Выходя из комнаты, Бенкендорф столкнулся с ним в дверях и, низко
поклонившись, уступил ему дорогу с особенной любезностью.
Сподвижник Суворова, герой Двенадцатого года, Милорадович, несмотря
на шестой десяток, все еще сохранил осанку бравую, тот вид победительный,
с каким, бывало, в огне сражений, под пушечными ядрами, раскуривал трубку
и поправлял складки на своем плаще амарантовом*. "Рыцарем Баярдом"*
называли его одни, а другие - "хвастунишкой, фанфаронишкой". У него были
крашеные волосы, большой крючковатый нос, пухлые губы и масленые глазки
старого дамского угодника.
_______________
* Малиновом (фр. amarante).
* Б а й я р д дю Террайль Пьер (1476 - 1524) - выдающийся
французский военачальник, прозванный "Рыцарем без страха и упрека".
Взглянув на Милорадовича, Николай вдруг вспомнил конец своего сна о
кривом зубе: когда, убегая от Ламсдорфа - Константина, бросился он к
старой няне, англичанке мисс Лайон, - все-таки не так больно высечет, - то
оказалось, что няня уже не няня, а Милорадович с большущею розгою, которой
он и высек бедного Никса пребольно - еще больнее, чем Ламсдорф -
Константин.
Милорадович вошел, поклонился, хотел что-то сказать, но взглянул на
Николая и онемел - такая лютая ненависть была в искривленном лице его и
глазах сверкающих. Но это промелькнуло, как молния, маска переменилась:
глаза потухли, и лицо сделалось недвижным, точно каменным; один только
мускул в щеке дрожал непрерывною дрожью.
- А я давно вас поджидаю, ваше сиятельство. Прошу садиться, - сказал
он спокойно и вежливо.
Перемена была так внезапна, что Милорадович подумал, не померещилось
ли ему то, другое лицо, искаженное.
- Ну что, как дела? Арестовали кого-нибудь? - спросил Николай.

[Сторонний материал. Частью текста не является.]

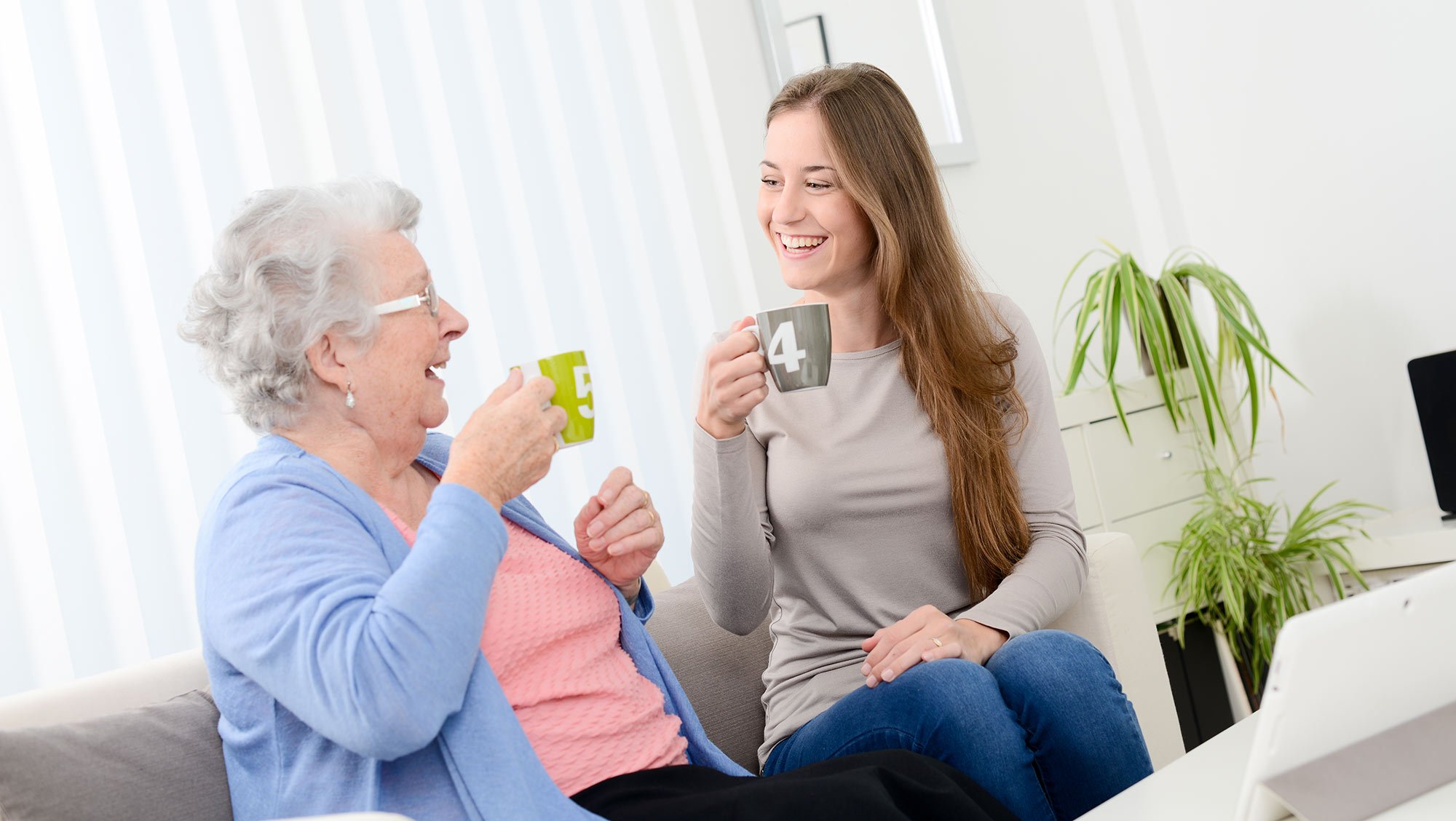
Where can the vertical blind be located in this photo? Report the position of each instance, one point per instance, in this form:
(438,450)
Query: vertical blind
(576,197)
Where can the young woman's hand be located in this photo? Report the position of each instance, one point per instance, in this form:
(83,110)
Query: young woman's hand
(620,534)
(927,635)
(735,384)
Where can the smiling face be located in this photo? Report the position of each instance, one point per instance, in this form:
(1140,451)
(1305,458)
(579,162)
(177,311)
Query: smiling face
(822,238)
(395,382)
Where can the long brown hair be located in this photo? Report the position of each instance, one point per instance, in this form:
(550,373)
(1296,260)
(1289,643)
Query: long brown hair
(956,353)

- Никак нет, ваше высочество. Из лиц, поименованных в донесении
генерала Дибича, никого нет в городе, все в отпуску. А насчет
подполковника Пестеля приказ об аресте послан.
- Ну, а здесь, в Петербурге, спокойно?
- Спокойно. Порядок примерный по всем частям. Можно сказать, такого
порядка никогда еще не бывало. Я почти уверен, что сообщников подобного
злодеяния здесь вовсе нет.
- Почти уверены?
- Мнение мое известно вашему высочеству: для совершенной уверенности
надлежало бы государю цесаревичу поспешить приездом в Петербург, прочесть
духовную покойного государя в общем собрании Сената и, провозгласив ваше
высочество государем императором, тут же первому приступить к присяге.
- Ну, а если этого не будет, тогда что? В успехе присяги
сомневаетесь? Гвардия не любит меня? И хотя им не следует иметь голоса, но
это обратилось у них уже в привычку, вторую натуру? Так, что ли? -
посмотрел на него Николай пристально, и мускул в щеке задрожал сильнее.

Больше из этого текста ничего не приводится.